THAI CHICKEN FILLED FILO SHELLS by CHEF DAN:
Serves 45
INGREDIENTS:
1 pound ground chicken, turkey, or pork
1 tablespoons olive oil
1 yam, peeled and diced
2 shallots, minced
1 tablespoon fresh ginger, minced
2 cloves garlic, minced
1/4- cup coconut milk
1 tablespoon fish sauce
1 tablespoon red curry paste or 1 tablespoon (sambal oelek) chili paste
1 teaspoon brown sugar
45 Athens mini fillo shells
1/4- cup toasted black sesame seeds.
DIRECTIONS:
1. PRE-HEAT OVEN TO 350 DEGREES.
2. Heat oil in a skillet over medium-high heat.

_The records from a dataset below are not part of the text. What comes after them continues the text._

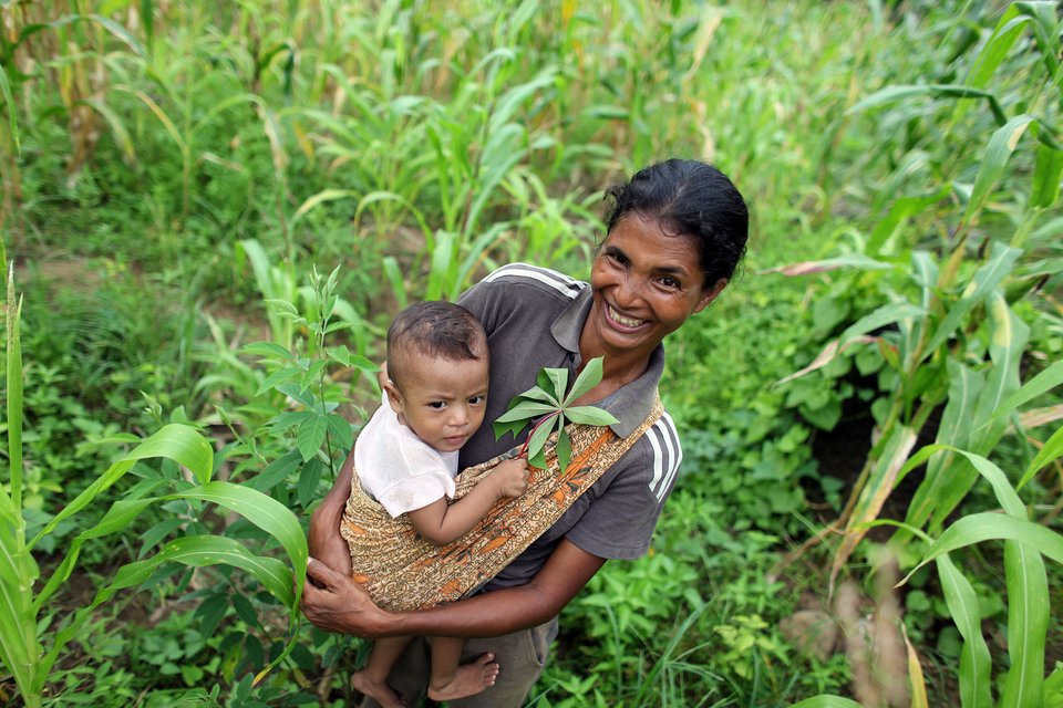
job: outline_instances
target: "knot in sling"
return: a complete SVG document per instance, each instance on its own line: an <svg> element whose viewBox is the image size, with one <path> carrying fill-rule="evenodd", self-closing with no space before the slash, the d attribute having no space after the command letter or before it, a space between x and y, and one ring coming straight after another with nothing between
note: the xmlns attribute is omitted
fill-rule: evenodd
<svg viewBox="0 0 1063 708"><path fill-rule="evenodd" d="M528 489L495 503L473 529L456 541L432 545L422 539L406 514L391 514L362 489L358 470L351 481L340 533L351 546L352 576L373 602L385 610L422 610L461 600L494 577L524 552L607 469L631 449L663 413L654 397L646 420L626 438L608 426L571 424L568 468L559 469L554 451L557 433L546 445L546 469L530 468ZM457 476L453 501L461 499L494 467L517 456L514 448L469 467Z"/></svg>

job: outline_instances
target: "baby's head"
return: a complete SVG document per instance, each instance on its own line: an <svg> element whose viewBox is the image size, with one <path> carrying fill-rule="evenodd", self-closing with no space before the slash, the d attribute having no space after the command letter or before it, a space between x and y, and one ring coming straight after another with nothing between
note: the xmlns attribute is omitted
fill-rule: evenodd
<svg viewBox="0 0 1063 708"><path fill-rule="evenodd" d="M425 444L453 452L484 420L487 365L487 335L473 313L450 302L412 304L388 330L388 402Z"/></svg>

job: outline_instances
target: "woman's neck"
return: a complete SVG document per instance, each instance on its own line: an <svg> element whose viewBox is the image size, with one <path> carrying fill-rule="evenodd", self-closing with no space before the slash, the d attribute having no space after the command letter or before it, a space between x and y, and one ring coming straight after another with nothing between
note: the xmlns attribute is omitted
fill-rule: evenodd
<svg viewBox="0 0 1063 708"><path fill-rule="evenodd" d="M579 337L579 361L584 364L602 356L601 383L580 396L577 405L601 400L641 376L650 365L650 353L641 351L606 351L592 334L584 330Z"/></svg>

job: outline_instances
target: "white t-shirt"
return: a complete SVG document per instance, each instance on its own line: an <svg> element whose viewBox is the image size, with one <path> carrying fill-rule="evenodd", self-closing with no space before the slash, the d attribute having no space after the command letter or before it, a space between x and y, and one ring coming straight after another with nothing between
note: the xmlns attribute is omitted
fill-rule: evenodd
<svg viewBox="0 0 1063 708"><path fill-rule="evenodd" d="M454 497L457 451L440 452L399 423L385 393L354 441L354 469L362 489L398 517Z"/></svg>

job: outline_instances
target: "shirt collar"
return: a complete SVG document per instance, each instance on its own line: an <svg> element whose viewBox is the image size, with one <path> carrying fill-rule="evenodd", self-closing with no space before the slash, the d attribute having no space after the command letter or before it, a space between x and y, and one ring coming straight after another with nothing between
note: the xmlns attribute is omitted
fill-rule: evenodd
<svg viewBox="0 0 1063 708"><path fill-rule="evenodd" d="M550 334L569 352L574 371L580 365L579 333L590 313L591 302L590 285L586 285L550 325ZM619 437L628 437L646 420L657 397L657 384L663 373L664 346L658 345L650 354L650 363L642 375L621 387L605 407L618 420L610 427Z"/></svg>

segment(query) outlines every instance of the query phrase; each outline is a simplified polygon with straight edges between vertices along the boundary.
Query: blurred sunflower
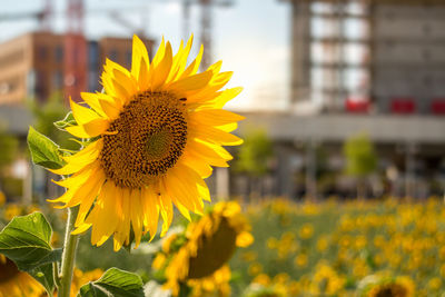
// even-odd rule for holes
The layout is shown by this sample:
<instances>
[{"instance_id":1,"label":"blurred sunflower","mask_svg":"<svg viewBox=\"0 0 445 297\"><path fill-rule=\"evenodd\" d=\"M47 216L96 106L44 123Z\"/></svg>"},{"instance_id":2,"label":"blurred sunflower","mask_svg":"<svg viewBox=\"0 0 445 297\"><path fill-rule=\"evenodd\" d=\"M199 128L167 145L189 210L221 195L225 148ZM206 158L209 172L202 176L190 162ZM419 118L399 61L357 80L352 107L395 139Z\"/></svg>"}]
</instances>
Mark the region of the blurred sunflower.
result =
<instances>
[{"instance_id":1,"label":"blurred sunflower","mask_svg":"<svg viewBox=\"0 0 445 297\"><path fill-rule=\"evenodd\" d=\"M113 235L119 250L132 230L138 246L144 234L156 235L159 214L164 236L172 205L187 218L189 211L202 214L202 200L210 200L202 179L211 166L228 167L233 157L222 146L243 142L230 132L244 118L221 109L241 88L220 90L233 75L220 72L221 61L197 73L202 47L186 67L191 43L192 38L174 56L162 39L150 62L135 36L131 70L107 59L105 92L81 93L91 108L70 101L77 126L66 129L90 143L52 170L72 175L56 181L68 190L52 201L80 205L73 232L91 227L92 245Z\"/></svg>"},{"instance_id":2,"label":"blurred sunflower","mask_svg":"<svg viewBox=\"0 0 445 297\"><path fill-rule=\"evenodd\" d=\"M412 297L415 291L415 284L407 277L385 277L372 275L364 278L358 287L362 290L360 296L366 297Z\"/></svg>"},{"instance_id":3,"label":"blurred sunflower","mask_svg":"<svg viewBox=\"0 0 445 297\"><path fill-rule=\"evenodd\" d=\"M43 294L43 287L36 279L0 255L0 297L39 297Z\"/></svg>"},{"instance_id":4,"label":"blurred sunflower","mask_svg":"<svg viewBox=\"0 0 445 297\"><path fill-rule=\"evenodd\" d=\"M174 295L179 293L180 284L192 288L192 295L205 296L202 291L218 291L220 296L230 293L228 281L230 269L226 265L236 247L249 246L254 238L250 226L240 214L237 202L218 202L214 209L197 222L190 222L184 237L177 236L184 244L176 249L172 240L166 239L164 253L157 258L169 260L164 263L165 287ZM157 260L155 259L155 263ZM160 267L159 263L157 266Z\"/></svg>"}]
</instances>

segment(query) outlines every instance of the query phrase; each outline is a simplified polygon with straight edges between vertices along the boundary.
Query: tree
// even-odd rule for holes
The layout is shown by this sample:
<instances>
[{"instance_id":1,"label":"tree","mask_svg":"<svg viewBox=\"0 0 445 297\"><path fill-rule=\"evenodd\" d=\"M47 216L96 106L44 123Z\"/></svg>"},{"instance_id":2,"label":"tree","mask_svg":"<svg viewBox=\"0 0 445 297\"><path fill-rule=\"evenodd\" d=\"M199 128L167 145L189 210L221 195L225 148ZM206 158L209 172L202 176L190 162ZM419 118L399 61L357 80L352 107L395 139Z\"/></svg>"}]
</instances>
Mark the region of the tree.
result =
<instances>
[{"instance_id":1,"label":"tree","mask_svg":"<svg viewBox=\"0 0 445 297\"><path fill-rule=\"evenodd\" d=\"M346 174L357 179L357 196L365 197L366 178L377 168L377 156L366 133L352 136L344 145Z\"/></svg>"}]
</instances>

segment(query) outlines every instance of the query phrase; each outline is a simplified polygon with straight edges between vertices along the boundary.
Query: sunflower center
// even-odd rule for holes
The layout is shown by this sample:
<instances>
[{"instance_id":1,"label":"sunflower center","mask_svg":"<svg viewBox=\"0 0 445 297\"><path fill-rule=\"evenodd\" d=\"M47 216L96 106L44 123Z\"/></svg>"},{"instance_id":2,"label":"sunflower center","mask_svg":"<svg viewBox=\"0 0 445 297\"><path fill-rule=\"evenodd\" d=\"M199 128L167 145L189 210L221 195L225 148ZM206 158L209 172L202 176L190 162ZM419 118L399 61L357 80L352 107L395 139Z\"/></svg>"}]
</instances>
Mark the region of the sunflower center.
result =
<instances>
[{"instance_id":1,"label":"sunflower center","mask_svg":"<svg viewBox=\"0 0 445 297\"><path fill-rule=\"evenodd\" d=\"M172 168L187 142L186 108L168 92L135 96L110 123L100 154L107 178L117 186L139 188Z\"/></svg>"}]
</instances>

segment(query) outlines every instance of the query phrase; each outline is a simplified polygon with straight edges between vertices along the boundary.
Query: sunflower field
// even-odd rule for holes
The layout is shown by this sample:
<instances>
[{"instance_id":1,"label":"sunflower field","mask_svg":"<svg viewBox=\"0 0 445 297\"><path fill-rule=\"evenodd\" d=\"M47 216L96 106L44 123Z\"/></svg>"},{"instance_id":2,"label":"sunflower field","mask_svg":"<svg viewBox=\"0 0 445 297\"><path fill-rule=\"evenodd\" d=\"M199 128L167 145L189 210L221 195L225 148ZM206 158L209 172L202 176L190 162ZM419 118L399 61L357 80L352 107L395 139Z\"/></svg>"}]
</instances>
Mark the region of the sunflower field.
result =
<instances>
[{"instance_id":1,"label":"sunflower field","mask_svg":"<svg viewBox=\"0 0 445 297\"><path fill-rule=\"evenodd\" d=\"M443 201L437 198L422 202L395 199L295 202L275 198L243 205L243 220L236 220L240 227L236 228L235 236L247 234L251 238L238 240L244 244L237 241L231 259L229 255L221 256L226 249L220 248L207 260L198 257L195 264L190 261L190 267L199 266L190 268L198 274L207 269L206 261L210 258L218 258L217 266L221 268L210 278L188 281L186 295L179 296L442 296L445 291L445 209L442 206ZM38 209L7 204L1 207L0 227L13 216ZM237 209L240 209L237 204L230 202L218 211L235 217ZM59 211L42 210L53 226L65 219ZM194 246L192 240L186 244L187 232L191 234L190 238L199 237L206 226L212 225L210 220L216 218L212 214L206 220L192 217L192 222L176 219L166 237L150 244L142 239L141 246L130 253L112 251L112 242L91 248L89 236L83 236L73 287L98 279L110 267L136 271L146 287L168 284L171 280L168 275L176 271L178 278L184 265L182 256L177 255L184 254L184 247ZM62 228L56 228L51 238L55 246L60 246L62 234ZM227 227L220 236L222 241L215 242L221 247L231 240ZM175 249L181 251L172 253ZM175 265L165 274L162 269L171 259L169 255L176 255L171 260ZM146 291L146 296L150 295Z\"/></svg>"}]
</instances>

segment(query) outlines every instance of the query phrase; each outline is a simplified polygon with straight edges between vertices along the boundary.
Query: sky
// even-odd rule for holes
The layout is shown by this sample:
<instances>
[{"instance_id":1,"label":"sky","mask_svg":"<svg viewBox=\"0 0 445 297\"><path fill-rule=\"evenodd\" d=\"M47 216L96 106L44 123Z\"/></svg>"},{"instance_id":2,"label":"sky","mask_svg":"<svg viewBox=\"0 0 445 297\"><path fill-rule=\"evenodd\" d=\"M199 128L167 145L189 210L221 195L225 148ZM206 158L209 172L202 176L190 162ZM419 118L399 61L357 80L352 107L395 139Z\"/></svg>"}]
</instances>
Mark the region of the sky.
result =
<instances>
[{"instance_id":1,"label":"sky","mask_svg":"<svg viewBox=\"0 0 445 297\"><path fill-rule=\"evenodd\" d=\"M43 0L2 0L3 13L37 11ZM66 28L66 0L53 0L53 31ZM184 38L180 0L85 0L86 36L131 37L134 30L113 20L107 11L118 11L135 28L144 28L159 42L162 34L174 48ZM199 42L200 9L192 6L190 29ZM287 107L289 92L290 6L278 0L234 0L230 7L212 9L212 60L222 60L222 70L234 71L228 87L244 87L228 103L230 109L257 110ZM37 29L37 21L1 21L0 41ZM195 43L195 55L199 49Z\"/></svg>"}]
</instances>

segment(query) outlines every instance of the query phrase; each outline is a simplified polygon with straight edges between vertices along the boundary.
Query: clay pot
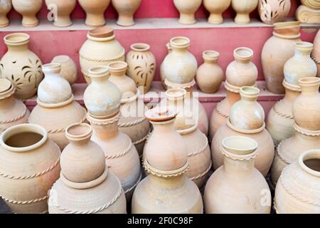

3. Add yam, shallots, ginger, garlic, coconut milk, and red curry paste.
4. Stir-fry for about 5 minutes or until yam is tender and curry paste is dissolved.
5. Add meat, fish sauce, and sugar.
6. Stir-fry until meat is no longer pink.
7. In a pre-heated oven, fill shells (about 2 teaspoons each).
8. Cook until filo is golden brown and the meat is fully cooked, about 5-8 minutes.
9. Sprinkle a few black sesame seeds on top.